Zuschlagserteilung trotz Kenntnis vom Kalkulationsirrtum des Bieters

Der Auftraggeber erteilte dem Bieter trotzdem den Zuschlag und bestand auf einer vertragsgemäßen Erfüllung auf Basis des fehlerhaft berechneten Angebotes. Nachdem der Bieter den Auftrag auf Basis seines abgegebenen Angebotes nicht ausführen wollte, trat der Auftraggeber vom Vertrag zurück und beauftragte ein anderes Unternehmen, welches die Leistungen zu einem höheren Preis erbrachte. Die hierdurch entstandenen Mehrkosten verlangt der Auftraggeber vom ursprünglich beauftragten Bieter als Schadensersatz. Mit seiner hierauf gerichteten Klage ist der öffentliche Auftraggeber sowohl vor dem Landgericht Hannover (Urteil vom 24.06.2013, Az.: 19 O 90/12) als auch vor dem OLG Celle (Urteil vom 20.02.2014, Az.: 5 U 109/13) erfolglos geblieben. In seiner Entscheidung vom 11.11.2014 (Az.: X ZR 32/14) hat der BGH diese klageabweisenden Entscheidungen der Tatsacheninstanzen bestätigt. Zwar liegen die Urteilsgründe zum gegenwärtigen Zeitpunkt noch nicht vor, jedoch ergeben sich bereits aus der am 12.11.2014 veröffentlichten Pressemitteilung die tragenden Gründe, die der Entscheidung des BGH zu Grunde liegen.

Auftraggeber zur Rücksichtnahme gegenüber Bieter verpflichtet

So hat es der BGH als einen Verstoß gegen die in § 241 Abs. 2 BGB geregelten Rücksichtnahmepflichten qualifiziert, wenn der öffentliche Auftraggeber einen Bieter an der Ausführung des Auftrags zu einem Preis festhalten will, der auf einem erheblichen Kalkulationsirrtum beruht. Diese Erheblichkeitsschwelle ist jedoch erst dann überschritten, wenn vom Bieter aus Sicht eines verständigen öffentlichen Auftraggebers bei wirtschaftlicher Betrachtung schlechterdings nicht mehr erwartet werden kann, sich mit dem irrig kalkulierten Preis als einer noch annähernd äquivalenten Gegenleistung für die zu erbringende Bau-, Liefer- oder Dienstleistung zu begnügen. Der BGH betont, dass nicht jeder noch so geringe diesbezügliche Irrtum ausreicht und auch sichergestellt sein muss, dass sich ein Bieter nicht unter dem Vorwand des Kalkulationsirrtums von einem bewusst sehr günstig kalkulierten Angebot loslöst, weil er es im Nachhinein als für ihn selbst zu nachteilig empfindet.

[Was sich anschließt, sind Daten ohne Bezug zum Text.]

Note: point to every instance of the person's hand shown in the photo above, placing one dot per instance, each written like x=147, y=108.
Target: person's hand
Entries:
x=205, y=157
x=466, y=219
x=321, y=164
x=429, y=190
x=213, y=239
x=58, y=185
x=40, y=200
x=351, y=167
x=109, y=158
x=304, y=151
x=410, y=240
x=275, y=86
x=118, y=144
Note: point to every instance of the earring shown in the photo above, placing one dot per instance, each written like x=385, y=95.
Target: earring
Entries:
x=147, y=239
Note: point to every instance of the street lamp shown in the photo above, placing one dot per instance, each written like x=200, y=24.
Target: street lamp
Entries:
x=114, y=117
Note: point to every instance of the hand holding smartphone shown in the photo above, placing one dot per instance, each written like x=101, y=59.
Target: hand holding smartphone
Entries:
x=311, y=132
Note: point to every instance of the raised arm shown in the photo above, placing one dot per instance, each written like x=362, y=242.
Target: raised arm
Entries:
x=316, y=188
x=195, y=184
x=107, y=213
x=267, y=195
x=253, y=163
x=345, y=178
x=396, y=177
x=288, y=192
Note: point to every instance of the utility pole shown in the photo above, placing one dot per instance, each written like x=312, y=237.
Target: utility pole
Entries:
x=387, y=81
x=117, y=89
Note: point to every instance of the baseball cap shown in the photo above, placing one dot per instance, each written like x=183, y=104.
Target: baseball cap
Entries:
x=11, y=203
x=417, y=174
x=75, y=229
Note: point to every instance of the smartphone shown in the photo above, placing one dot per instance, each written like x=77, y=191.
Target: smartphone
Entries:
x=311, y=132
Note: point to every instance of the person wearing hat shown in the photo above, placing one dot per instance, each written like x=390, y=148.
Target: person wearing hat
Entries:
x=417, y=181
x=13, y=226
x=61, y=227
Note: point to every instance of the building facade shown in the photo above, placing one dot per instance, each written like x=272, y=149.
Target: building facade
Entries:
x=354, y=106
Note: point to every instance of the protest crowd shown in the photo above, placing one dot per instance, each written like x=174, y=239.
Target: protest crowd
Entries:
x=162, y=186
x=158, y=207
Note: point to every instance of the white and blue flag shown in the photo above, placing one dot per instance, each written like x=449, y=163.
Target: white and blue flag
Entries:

Ein Kalkulationsirrtum ist nur im Ausnahmefall beachtlich

Der vom BGH so entschiedene Fall ist als eine Ausnahmeentscheidung zu bewerten, denn der sog. Kalkulationsirrtum ist auch nach Rechtsprechung des BGH grundsätzlich ein unbeachtlicher Motivirrtum (vgl. z.B. BGH, Urteil vom 07.07.1998, Az.: X ZR 17/97).

Das Risiko, ein zu günstiges Angebot abzugeben, ist dem Vergabeverfahren nämlich immanent. Nur im Ausnahmefall, wenn es sich – wie im vom BGH entschiedenen Fall – um einen massiven Kalkulationsirrtum handelt, was auch an dem besonders großen Abstand zwischen dem irrtumsbehafteten Angebot und dem zweitgünstigsten Angebot deutlich wird, ist es rechtsmissbräuchlich, wenn der Auftraggeber trotz Kenntnis des Irrtums den Zuschlag erteilt und auf einer Durchführung des Vertrages auf Basis des fehlerhaft berechneten Angebotes besteht.

Gaßner, Groth, Siederer & Coll.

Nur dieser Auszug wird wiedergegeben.